Jack reaches across and takes her hand. “Why are you crying, Missus? The war’s over, Henry’s fine, happy as a clam.”

Mimi shouldn’t be shocked by the information, she knew it was a possibility as soon as she learned Henry was Jewish, so she is surprised at her inability to get the words out. Maybe she’s getting her period—in itself a disappointing event—maybe that’s why she is overreacting. What she can’t manage to say without crying: Henry may be fine but his family is not. His first family. Not only parents
and relations, but children—she is suddenly certain. She blows her nose, she’s fine. She resumes working on the bills.

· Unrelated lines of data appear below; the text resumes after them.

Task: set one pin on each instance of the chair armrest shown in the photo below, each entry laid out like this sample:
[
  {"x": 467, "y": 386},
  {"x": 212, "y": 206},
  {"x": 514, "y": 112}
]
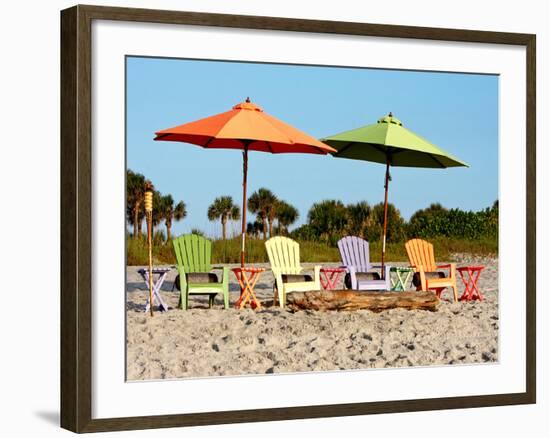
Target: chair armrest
[
  {"x": 450, "y": 266},
  {"x": 183, "y": 278},
  {"x": 386, "y": 273}
]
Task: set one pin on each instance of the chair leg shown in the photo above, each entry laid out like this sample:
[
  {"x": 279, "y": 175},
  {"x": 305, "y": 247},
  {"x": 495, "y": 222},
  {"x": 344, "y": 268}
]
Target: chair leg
[
  {"x": 226, "y": 299},
  {"x": 281, "y": 298},
  {"x": 184, "y": 300}
]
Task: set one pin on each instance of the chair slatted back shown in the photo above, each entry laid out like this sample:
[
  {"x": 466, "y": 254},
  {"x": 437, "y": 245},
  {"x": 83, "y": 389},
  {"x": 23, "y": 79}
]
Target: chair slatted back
[
  {"x": 284, "y": 255},
  {"x": 354, "y": 251},
  {"x": 193, "y": 252},
  {"x": 421, "y": 253}
]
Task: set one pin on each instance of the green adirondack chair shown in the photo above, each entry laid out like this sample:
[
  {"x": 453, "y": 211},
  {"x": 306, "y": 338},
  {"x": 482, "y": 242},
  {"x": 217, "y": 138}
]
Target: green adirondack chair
[
  {"x": 284, "y": 257},
  {"x": 194, "y": 254}
]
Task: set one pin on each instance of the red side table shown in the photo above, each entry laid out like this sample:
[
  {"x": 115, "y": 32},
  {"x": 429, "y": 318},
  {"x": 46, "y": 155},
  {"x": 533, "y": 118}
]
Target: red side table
[
  {"x": 247, "y": 278},
  {"x": 330, "y": 277},
  {"x": 470, "y": 276}
]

Jack finds himself replaying conversations with Henry Froelich.
Einstein is a Jew
. It had sounded anti-Semitic from Froelich’s lips last summer. Of course there is nothing wrong with the word “Jew”—especially if you are one—but there is something about the single syllable, it sounds less polite than “Jewish.” Perhaps the noun sounds anti-Semitic because Jack has rarely heard it pronounced by people other than anti-Semites. Vivid in his memory are radio broadcasts of Hitler railing against
“die Jüden!”
And in newsreels after the war, when the horrors began to come out, a narrator’s voice describing in solemn tones “the persecution of the Jew …”—even then it bore a stigma, the shame of death. And Jack has known few Jews—Jewish people. There was one family in his hometown in New Brunswick, the Schwartzes—they played rugger like anybody else, fished, never had a Christmas tree, no one gave it a second thought. Jack has come across the odd Jewish fellow in the air force, but they are Canadian. You don’t expect to run into too many German Jews. Not any more. His cheeks burn a little at the thought of how often he has jokingly accused Henry of being “typically German.” Not to mention that crack about lederhosen. Christ. Well, the tattoo explains why Froelich is content to be here, teaching grade school.